Correlation Between OOhMedia and Viva Leisure
Can any of the company-specific risk be diversified away by investing in both OOhMedia and Viva Leisure at the same time? Although using a correlation coefficient on its own may not help to predict future stock returns, this module helps to understand the diversifiable risk of combining OOhMedia and Viva Leisure into the same portfolio, which is an essential part of the fundamental portfolio management process.
By analyzing existing cross correlation between oOhMedia and Viva Leisure, you can compare the effects of market volatilities on OOhMedia and Viva Leisure and check how they will diversify away market risk if combined in the same portfolio for a given time horizon. You can also utilize pair trading strategies of matching a long position in OOhMedia with a short position of Viva Leisure. Check out your portfolio center. Please also check ongoing floating volatility patterns of OOhMedia and Viva Leisure.

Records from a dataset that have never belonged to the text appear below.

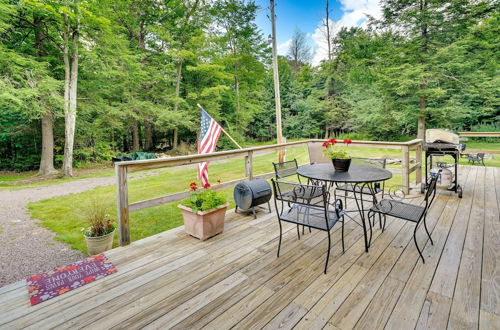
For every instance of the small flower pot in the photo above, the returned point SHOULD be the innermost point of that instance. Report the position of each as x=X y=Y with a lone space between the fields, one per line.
x=204 y=224
x=99 y=244
x=341 y=165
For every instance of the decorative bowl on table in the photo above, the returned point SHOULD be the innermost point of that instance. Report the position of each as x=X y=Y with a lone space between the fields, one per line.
x=341 y=165
x=340 y=159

Diversification Opportunities for OOhMedia and Viva Leisure
-0.53 | Correlation Coefficient |
Excellent diversification
The 3 months correlation between OOhMedia and Viva is -0.53. Overlapping area represents the amount of risk that can be diversified away by holding oOhMedia and Viva Leisure in the same portfolio, assuming nothing else is changed. The correlation between historical prices or returns on Viva Leisure and OOhMedia is a relative statistical measure of the degree to which these equity instruments tend to move together. The correlation coefficient measures the extent to which returns on oOhMedia are associated (or correlated) with Viva Leisure. Values of the correlation coefficient range from -1 to +1, where. The correlation of zero (0) is possible when the price movement of Viva Leisure has no effect on the direction of OOhMedia i.e., OOhMedia and Viva Leisure go up and down completely randomly.

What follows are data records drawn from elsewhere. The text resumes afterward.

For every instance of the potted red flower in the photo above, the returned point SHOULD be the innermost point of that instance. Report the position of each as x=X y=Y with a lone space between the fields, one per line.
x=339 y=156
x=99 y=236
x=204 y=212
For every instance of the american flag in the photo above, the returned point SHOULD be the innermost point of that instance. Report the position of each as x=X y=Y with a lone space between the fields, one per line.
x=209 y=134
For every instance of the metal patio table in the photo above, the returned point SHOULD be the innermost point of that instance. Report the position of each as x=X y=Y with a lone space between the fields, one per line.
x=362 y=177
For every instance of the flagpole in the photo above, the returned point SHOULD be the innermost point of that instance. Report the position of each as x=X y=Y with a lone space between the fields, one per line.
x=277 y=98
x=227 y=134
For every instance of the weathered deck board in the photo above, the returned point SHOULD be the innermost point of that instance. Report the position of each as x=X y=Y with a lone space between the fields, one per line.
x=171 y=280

Pair Corralation between OOhMedia and Viva Leisure
Assuming the 90 days trading horizon oOhMedia is expected to under-perform the Viva Leisure. But the stock apears to be less risky and, when comparing its historical volatility, oOhMedia is 1.42 times less risky than Viva Leisure. The stock trades about -0.11 of its potential returns per unit of risk. The Viva Leisure is currently generating about 0.19 of returns per unit of risk over similar time horizon. If you would invest 133.00 in Viva Leisure on October 8, 2024 and sell it today you would earn a total of 10.00 from holding Viva Leisure or generate 7.52% return on investment over 90 days.

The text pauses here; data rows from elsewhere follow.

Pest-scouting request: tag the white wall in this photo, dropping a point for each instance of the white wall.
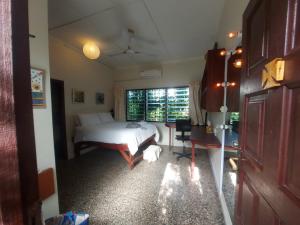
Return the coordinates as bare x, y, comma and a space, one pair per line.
78, 72
231, 20
175, 73
39, 57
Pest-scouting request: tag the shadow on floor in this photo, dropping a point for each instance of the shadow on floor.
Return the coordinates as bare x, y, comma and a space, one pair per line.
162, 192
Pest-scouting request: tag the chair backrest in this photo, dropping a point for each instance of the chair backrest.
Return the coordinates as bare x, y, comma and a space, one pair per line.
183, 125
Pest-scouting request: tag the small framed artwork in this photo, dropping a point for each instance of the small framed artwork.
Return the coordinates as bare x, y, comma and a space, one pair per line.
38, 88
77, 96
99, 98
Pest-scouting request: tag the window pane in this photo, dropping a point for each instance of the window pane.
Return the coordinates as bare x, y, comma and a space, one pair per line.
135, 105
178, 104
156, 105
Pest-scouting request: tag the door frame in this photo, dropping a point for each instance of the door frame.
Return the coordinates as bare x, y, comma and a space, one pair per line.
19, 201
65, 149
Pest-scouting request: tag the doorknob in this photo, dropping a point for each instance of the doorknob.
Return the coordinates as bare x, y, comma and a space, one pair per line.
273, 73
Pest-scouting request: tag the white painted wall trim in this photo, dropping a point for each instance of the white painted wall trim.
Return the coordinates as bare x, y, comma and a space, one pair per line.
225, 210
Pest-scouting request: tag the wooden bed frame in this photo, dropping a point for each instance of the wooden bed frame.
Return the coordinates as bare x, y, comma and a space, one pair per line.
122, 148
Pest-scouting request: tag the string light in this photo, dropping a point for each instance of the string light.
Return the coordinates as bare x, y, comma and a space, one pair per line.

Time Period | 3 Months [change] |
Direction | Moves Against |
Strength | Very Weak |
Accuracy | 100.0% |
Values | Daily Returns |
oOhMedia vs. Viva Leisure
Performance |
Timeline |
oOhMedia |
Viva Leisure |
OOhMedia and Viva Leisure Volatility Contrast
Predicted Return Density |
Returns |
Pair Trading with OOhMedia and Viva Leisure
The main advantage of trading using opposite OOhMedia and Viva Leisure positions is that it hedges away some unsystematic risk. Because of two separate transactions, even if OOhMedia position performs unexpectedly, Viva Leisure can make up some of the losses. Pair trading also minimizes risk from directional movements in the market. For example, if an entire industry or sector drops because of unexpected headlines, the short position in Viva Leisure will offset losses from the drop in Viva Leisure's long position.OOhMedia vs. Aneka Tambang Tbk | OOhMedia vs. Macquarie Group Ltd | OOhMedia vs. BHP Group Limited | OOhMedia vs. Block Inc |
Viva Leisure vs. Aneka Tambang Tbk | Viva Leisure vs. Commonwealth Bank | Viva Leisure vs. BHP Group Limited | Viva Leisure vs. Rio Tinto |
Check out your portfolio center.Note that this page's information should be used as a complementary analysis to find the right mix of equity instruments to add to your existing portfolios or create a brand new portfolio. You can also try the Portfolio File Import module to quickly import all of your third-party portfolios from your local drive in csv format.